Reframing 2020 & Creating Internal Motivation
It’s our completely unfounded opinion that routine-oriented runners fared much better than goal oriented in 2020. The loss of events and group runs played havoc with the goal oriented runners out there. Nothing to plan around. No competition to stoke the fire and make the pain and effort worth enduring. Some just wallowed in the aimlessness, while others piled on mileage in very unsupervised fashion, and ended up burned out or injured. It was entirely legitimate to grieve #goals last year.
But we want to highlight the positives that can grow from drawing motivation from within, without reliance on external reasonings. Go along with us here, and for a moment, reframe 2020. What have you learned about yourself as a runner? Do you like road running? Or did you realize you only run roads because most races happen there, and so training happens there, too. Did you discover new appreciation for trails? Maybe it was just the opposite, and you returned to your familiar road ways. Did you find that you eventually felt more comfortable with the concept of going out for a run just because? Not because you “needed” the mileage. Were you able to find the joy in getting outside – having no real agenda?

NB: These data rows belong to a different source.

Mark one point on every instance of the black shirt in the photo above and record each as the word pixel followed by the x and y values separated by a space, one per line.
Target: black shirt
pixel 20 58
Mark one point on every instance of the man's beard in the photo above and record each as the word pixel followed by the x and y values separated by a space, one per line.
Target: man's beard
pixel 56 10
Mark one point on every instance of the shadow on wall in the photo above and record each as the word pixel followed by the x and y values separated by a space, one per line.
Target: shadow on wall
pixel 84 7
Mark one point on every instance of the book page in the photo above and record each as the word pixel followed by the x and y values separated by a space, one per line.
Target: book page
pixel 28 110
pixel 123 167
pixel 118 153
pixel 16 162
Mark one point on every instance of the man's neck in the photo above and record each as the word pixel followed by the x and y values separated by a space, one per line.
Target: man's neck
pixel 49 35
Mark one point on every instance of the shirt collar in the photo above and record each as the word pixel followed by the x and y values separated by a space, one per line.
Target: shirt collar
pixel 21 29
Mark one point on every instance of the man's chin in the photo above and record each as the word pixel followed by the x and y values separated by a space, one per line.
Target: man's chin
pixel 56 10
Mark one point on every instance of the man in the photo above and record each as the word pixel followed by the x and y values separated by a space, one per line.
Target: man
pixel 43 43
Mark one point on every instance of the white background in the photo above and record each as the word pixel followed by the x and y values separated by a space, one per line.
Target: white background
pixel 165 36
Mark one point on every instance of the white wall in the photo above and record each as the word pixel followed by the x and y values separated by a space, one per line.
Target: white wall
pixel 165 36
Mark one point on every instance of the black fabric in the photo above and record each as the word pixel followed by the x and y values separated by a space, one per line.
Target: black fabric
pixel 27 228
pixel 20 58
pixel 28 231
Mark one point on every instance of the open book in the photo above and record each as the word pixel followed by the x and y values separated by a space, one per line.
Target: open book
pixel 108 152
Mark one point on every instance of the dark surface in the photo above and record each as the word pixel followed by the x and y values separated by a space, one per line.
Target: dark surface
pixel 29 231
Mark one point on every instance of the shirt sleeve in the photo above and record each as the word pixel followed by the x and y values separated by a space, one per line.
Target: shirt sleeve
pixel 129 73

There is a lot to be said for cranking the discomfort, for pushing your edges, and realizing what you are truly capable of. It’s a total confidence booster to finish something you really weren’t sure you could, and feel like a badass. It changes the chemistry of your brain, it enables you to do more, if you choose to, because you know you (probably) can. “If it doesn’t challenge you, it doesn’t change you,” is one popular saying. And there’s truth there. But there’s also a lack there. How often can you really put yourself through the wringer before you hate the process, or get injured? What if instead your sport were just a part of your life. Like commuting to work, which we all did a lot less of, probably. What if your run WAS your commute?

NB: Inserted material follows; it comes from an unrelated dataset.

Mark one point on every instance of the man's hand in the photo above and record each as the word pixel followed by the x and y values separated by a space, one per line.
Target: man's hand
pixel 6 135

2020 offered many of us the opportunity to run at times and places we couldn’t before. Like a lunchtime run while working from home. Or changing your commute from a road rage inducing drive, to a stress relieving run commute. If you did, chances are you’re a heck of a lot more fit. You hopefully felt overall less stressed, too. And, maybe, you found a sense of contentment and accomplishment that will hang around instead of immediately being replaced by “what next?”
2021 will very likely get us all back to something that resembles what we had before 2020 struck. Before we all rush off to cram in a training plan for the ACTUAL RACE we get to do, take a few tips from 2020. Appreciate the run. Keep a run journal, and put down the good feels as well as the places you felt like you could have improved. Maybe don’t put down your pace. With luck, we can hold onto the rhythms we found inside the chaos of 2020, and carry those forward into the future, whatever it may bring. It could possibly make us all more resilient, and motivated from within, rather than looking for external motivation.